Entrepreneurs and startups can also offer equity interest in their companies. This type of crowdfunding has people excited, with some analysts arguing that it heralds a democratized approach to raising capital, pulling more people than ever before into equity markets. The Obama Administration’s 2012 JOBS Act was meant to ease some SEC tax regulations, including those affecting taxes on crowdfunding. The debate is far from over, however, and taxation on crowdfunding campaigns is yet to take a firm shape.
Taking cues from the crowdfunding exemption movement, architects of the JOBS Act sought to formalize crowdfunding’s privileged status as a more-or-less unregulated method of raising capital. Protected in Tittle II of the JOBS Act, the unregulatory character of crowdfunding was sharply opposed by regulators and SEC officials, largely over concerns that a complete absence of regulation would expose inexperienced investors to fraud.
With the approval of Title IV earlier this year, all aspects of the JOBS Act have been formally approved, reviewed, and deemed ready for implementation. A couple of facts – however – have complicated the debate and all but guaranteed that the discussion is going to continue.
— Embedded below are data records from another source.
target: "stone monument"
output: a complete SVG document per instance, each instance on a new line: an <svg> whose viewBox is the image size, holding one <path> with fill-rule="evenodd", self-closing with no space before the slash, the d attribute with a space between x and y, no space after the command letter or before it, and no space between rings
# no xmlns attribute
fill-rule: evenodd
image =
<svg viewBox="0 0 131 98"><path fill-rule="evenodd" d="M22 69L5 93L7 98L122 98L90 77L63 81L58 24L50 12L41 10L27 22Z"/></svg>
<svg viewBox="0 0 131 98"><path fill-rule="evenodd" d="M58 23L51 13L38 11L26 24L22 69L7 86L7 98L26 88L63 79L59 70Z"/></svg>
Many investors are skeptical that there will be any benefit for small business, who – under SEC rules – have no state-exemption for offering securities. In other words, an individual raising capital would face far too many fees for compliance across the country to even make a crowdfunded equity campaign feasible.
Furthermore, a number of frauds have spotlighted the potential for crowdfunding abuse. The industry is a little confusing, with some funders evidently buying into jokes more than products. Take for example the potato salad that raised over $50,000. There is – in a word – an informality to the crowdfunding world. On a less humorous note, consumers have into projects and groups that never came to fruition.
Washington recently required Ed Polchlopek, III to pay $54,841 in damages to defendants who donated to his crowdfunding campaign. Allegedly run to construct a specially-designed set of playing cards, his campaign never followed through on its promises. The Washington state Attorney General’s office has decided that the case infringes rights guaranteed in the Consumer Protection Act.
This and other scandals – including fake accounts that raised money for Eric Garner’s family following his tragic death, disappearing the money into cyberspace – will likely bring regulation (and taxation) back to the forefront of discussion. As states offer different and conflicted rulings, regulators and legislators are sure to reenter the debate.